While I couldn't get it to work, it was still very helpful. I'll look over the tutorial you supplied and I'll probably get another distribution to test with, as I've been working with Slackware.

As for no text and whatnot showing, I was simply talking about text produced by the operating system, nothing to do with the bios. Basically all of the things the operating system checks before it fully boots such as Checking state of something... [OK]

Thank you, I'll look into everything I can now.

Spirrwell
August 24th, 2012, 10:10 PM
Alright, I switched over to Linux Mint since I am familiar with it and I wrote a small program that uses SDL, I tested it, it ran fine. I copied the program named "SimpleSDL" to /usr/local/bin and modified the rc.local file from:


exit 0

to



SimpleSDL
exit 0


I did this to simply see if the program would run, and I assume it wouldn't run that exit code until the program is closed. It didn't work.

The file did have some comments that said to use this file you need to change the bit order, of course I don't know what it was talking about, but I assume I'm missing something.

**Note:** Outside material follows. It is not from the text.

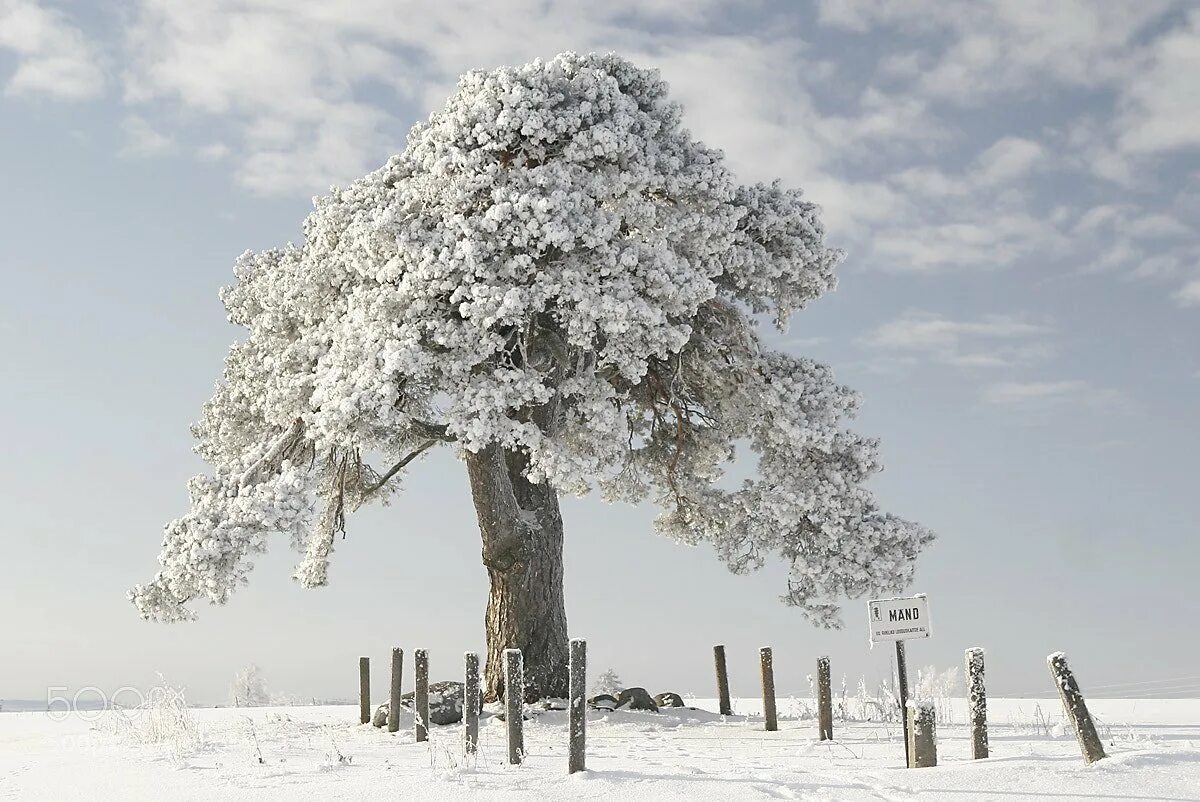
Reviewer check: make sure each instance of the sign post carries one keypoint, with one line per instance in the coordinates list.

So in short, what am I doing wrong?

spjackson
August 24th, 2012, 10:45 PM
SimpleSDL
exit 0
I did this to simply see if the program would run, and I assume it wouldn't run that exit code until the program is closed. It didn't work.

The file did have some comments that said to use this file you need to change the bit order, of course I don't know what it was talking about, but I assume I'm missing something.

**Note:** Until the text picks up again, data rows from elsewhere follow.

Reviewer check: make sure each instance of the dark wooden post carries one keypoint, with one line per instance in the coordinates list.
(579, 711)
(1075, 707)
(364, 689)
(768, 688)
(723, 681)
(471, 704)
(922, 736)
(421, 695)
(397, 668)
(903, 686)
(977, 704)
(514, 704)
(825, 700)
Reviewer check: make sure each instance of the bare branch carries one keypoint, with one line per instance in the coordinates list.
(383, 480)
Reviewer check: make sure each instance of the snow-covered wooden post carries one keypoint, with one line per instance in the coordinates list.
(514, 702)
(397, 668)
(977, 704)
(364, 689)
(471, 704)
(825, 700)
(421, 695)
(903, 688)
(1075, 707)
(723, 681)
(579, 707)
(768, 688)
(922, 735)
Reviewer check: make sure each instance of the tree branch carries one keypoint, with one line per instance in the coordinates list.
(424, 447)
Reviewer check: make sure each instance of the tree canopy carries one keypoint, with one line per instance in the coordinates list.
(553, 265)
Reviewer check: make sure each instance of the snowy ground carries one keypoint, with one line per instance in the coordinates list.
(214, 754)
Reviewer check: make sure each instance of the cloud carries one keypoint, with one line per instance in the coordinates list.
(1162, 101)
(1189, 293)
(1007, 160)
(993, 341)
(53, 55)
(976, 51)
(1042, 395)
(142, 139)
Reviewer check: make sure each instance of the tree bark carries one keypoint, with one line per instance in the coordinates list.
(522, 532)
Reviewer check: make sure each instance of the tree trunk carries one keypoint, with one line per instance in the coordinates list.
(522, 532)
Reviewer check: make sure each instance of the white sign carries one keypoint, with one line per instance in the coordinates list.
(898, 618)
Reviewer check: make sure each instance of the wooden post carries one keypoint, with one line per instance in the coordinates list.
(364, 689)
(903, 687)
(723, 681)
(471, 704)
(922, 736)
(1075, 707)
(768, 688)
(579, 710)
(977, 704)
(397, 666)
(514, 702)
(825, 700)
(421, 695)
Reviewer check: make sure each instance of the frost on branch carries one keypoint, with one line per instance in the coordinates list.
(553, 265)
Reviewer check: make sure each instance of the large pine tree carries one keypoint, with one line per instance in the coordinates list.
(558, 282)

So in short, what am I doing wrong?
I would be very surprised if /usr/local/bin is in PATH when rc.local is executing. On Ubuntu it is /sbin:/usr/sbin:/bin:/usr/bin

So


/usr/local/bin/SimpleSDL
exit 0
However I suggest you run the application from a console session first, rather than rebooting to test it, in light of your remark about bit order.

Spirrwell
August 24th, 2012, 11:17 PM
Alright I got it to sort of work. My program starts and displays a bitmap image of the earth.

The problem is the program loads slowly, and it doesn't respond to my keyboard input. It also won't load in my monitor's native resolution of 1680x1050. It loads as if I were running it from the console without a window manager, which I didn't even know that was possible. I'll work on it some more.

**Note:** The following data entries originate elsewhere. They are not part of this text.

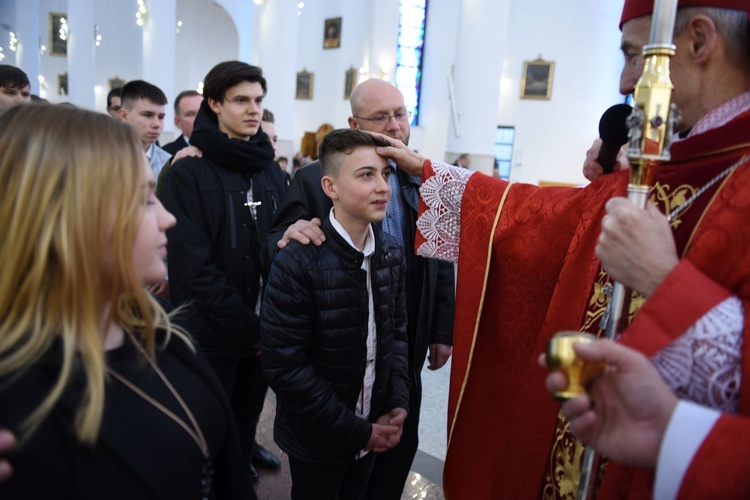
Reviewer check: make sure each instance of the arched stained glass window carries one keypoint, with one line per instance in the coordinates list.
(412, 18)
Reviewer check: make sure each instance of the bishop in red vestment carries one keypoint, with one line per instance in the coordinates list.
(527, 268)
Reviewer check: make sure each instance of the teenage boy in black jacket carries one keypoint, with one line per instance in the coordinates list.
(224, 203)
(334, 331)
(378, 106)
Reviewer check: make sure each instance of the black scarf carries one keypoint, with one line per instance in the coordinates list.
(249, 157)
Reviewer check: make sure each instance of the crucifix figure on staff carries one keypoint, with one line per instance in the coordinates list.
(532, 263)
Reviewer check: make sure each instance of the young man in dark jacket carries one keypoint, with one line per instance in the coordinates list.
(378, 106)
(224, 203)
(334, 331)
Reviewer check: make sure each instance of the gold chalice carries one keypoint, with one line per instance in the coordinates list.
(561, 357)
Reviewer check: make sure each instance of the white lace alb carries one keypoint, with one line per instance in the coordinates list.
(704, 364)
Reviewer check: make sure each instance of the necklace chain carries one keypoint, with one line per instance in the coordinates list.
(685, 204)
(195, 432)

Edit: Okay I realized that the program does respond to my input until I press the escape key to try and quit. It will just hang there.

Edit2: As for that bit order thing, it actually says that by default the rc.local script does nothing, and in order to enable it you have to change the execution bits

Also, it seems as though it will only boot into my program every couple of reboots.

Spirrwell
August 25th, 2012, 05:24 AM
Alright, I've only be doing this through VirtualBox, but Windows 8 crashed and somehow GRUB re-installed itself on my computer when I know for a fact I had overwritten it installing Windows 8. So I had access to Linux Mint on real hardware, and I did a little more playing around.

I re-wrote the same program and was able to launch it directly from the CLI fullscreen, although if I tried to quit the program, it would crash. I couldn't run a program I wrote that used OpenGL with the error "OpenGL is not available."

Before I tried launching the matchbox desktop environment directly from the rc.local file, it didn't seem to do anything. I don't currently have matchbox installed and I'm in Windows 7 at the moment, but what file\command should I use for initializing X with one of the desktop environments so I could load up a program that does use OpenGL and whatnot?

This has actually been a fun learning experience so far, I'll keep messing with it.

conradin
August 26th, 2012, 10:16 PM
Koisk is one direction, tough it would seem to come with a lot of extra overhead. whats this 1 program running on? Is embedded linux an option?

theres lots of striped down versions of linux, stuff like DSL, and tinycore, or compile only what you need with gentoo. I would consider booting in to single user mode, or possibly, multiusermode (2) w/o networking.

something like this might be of interest.